Weird arbitration logic
Hello,
I need to pass a structure with a pointer member to my kernel. Since this cannot be done straightforwardly I'm trying two different approaches: splitting the structure in no pointer members and the pointer and leveraging an auxiliary kernel that assembles the structure (non pointers and pointers are passed to this one) and loads it in global memory, so that the actual kernel can access the structure with a pointer to global memory. Both approaches work, however, the first one gives a much better performance than the second one (in fact, the second one leads to near 1% memory efficiency, according to the Dynamic Profiler). It seems the second approach generates a highly complex arbitration logic, which leads to high latency LSUs. I'd like to know if this can be bypassed in some way, since I prefer the second approach over the first. If not, an explanation that clarifies the behaviour of the compiler will also be welcome.

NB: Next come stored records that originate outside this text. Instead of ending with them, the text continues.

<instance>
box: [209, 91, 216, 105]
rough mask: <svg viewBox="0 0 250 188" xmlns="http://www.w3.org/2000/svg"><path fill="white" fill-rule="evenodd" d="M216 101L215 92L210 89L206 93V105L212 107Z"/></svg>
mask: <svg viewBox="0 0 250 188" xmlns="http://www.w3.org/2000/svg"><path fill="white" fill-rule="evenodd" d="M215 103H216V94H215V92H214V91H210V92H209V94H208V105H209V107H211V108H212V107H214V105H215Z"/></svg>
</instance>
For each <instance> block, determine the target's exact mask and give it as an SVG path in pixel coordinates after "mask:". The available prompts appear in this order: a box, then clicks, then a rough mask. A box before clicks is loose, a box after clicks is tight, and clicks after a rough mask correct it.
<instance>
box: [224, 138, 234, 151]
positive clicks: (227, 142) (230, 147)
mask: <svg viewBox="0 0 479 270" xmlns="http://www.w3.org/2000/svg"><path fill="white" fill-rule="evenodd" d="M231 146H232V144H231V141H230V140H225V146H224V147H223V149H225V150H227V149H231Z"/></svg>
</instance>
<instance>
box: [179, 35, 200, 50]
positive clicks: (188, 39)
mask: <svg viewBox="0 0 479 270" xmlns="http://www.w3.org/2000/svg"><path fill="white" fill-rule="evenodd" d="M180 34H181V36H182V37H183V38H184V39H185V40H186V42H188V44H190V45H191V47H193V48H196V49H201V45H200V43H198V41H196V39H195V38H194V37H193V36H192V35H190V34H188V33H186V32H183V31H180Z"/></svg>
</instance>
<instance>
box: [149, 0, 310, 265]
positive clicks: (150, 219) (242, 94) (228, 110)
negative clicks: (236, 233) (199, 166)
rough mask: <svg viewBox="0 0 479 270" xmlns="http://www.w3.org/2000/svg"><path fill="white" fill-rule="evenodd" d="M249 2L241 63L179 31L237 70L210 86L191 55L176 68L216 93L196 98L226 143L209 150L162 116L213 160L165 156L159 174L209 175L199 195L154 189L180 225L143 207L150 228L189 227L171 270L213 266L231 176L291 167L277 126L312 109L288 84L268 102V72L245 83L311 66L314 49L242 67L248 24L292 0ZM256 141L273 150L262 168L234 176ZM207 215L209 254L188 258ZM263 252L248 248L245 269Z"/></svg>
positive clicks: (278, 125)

A minimal example of what I'm exposing (for the sake of simplicity I omitted the kernel that assembles the struct):
typedef struct {
int x;
int y;
__global int *restrict data;
} swp;
typedef struct {
int x;
int y;
} swop;
__kernel void struct_with_pointer(__global swp *restrict p_in, __global swp *restrict p_out) {
swp in = *p_in;
swp out = *p_out;
for(int i = 0; i < 10; i++)
out.data[i] = in.data[i] + 3;
}
__kernel void struct_without_pointer(swop in_coords, __global int *restrict data_in,
swop out_coords, __global int *restrict data_out) {
swp in = {
.x = in_coords.x,
.y = in_coords.y,
.data = data_in
};
swp out = {
.x = out_coords.x,
.y = out_coords.y,
.data = data_out
};
for(int i = 0; i < 10; i++)
out.data[i] = in.data[i] + 3;
}I'm also providing a report where you can check what I'm saying (you should compare struct_with_pointer.B2 and struct_without_pointer.B2 in the graph viewer to see the problem). I cannot give you any profiling data but what has already been stated due to timing constraints.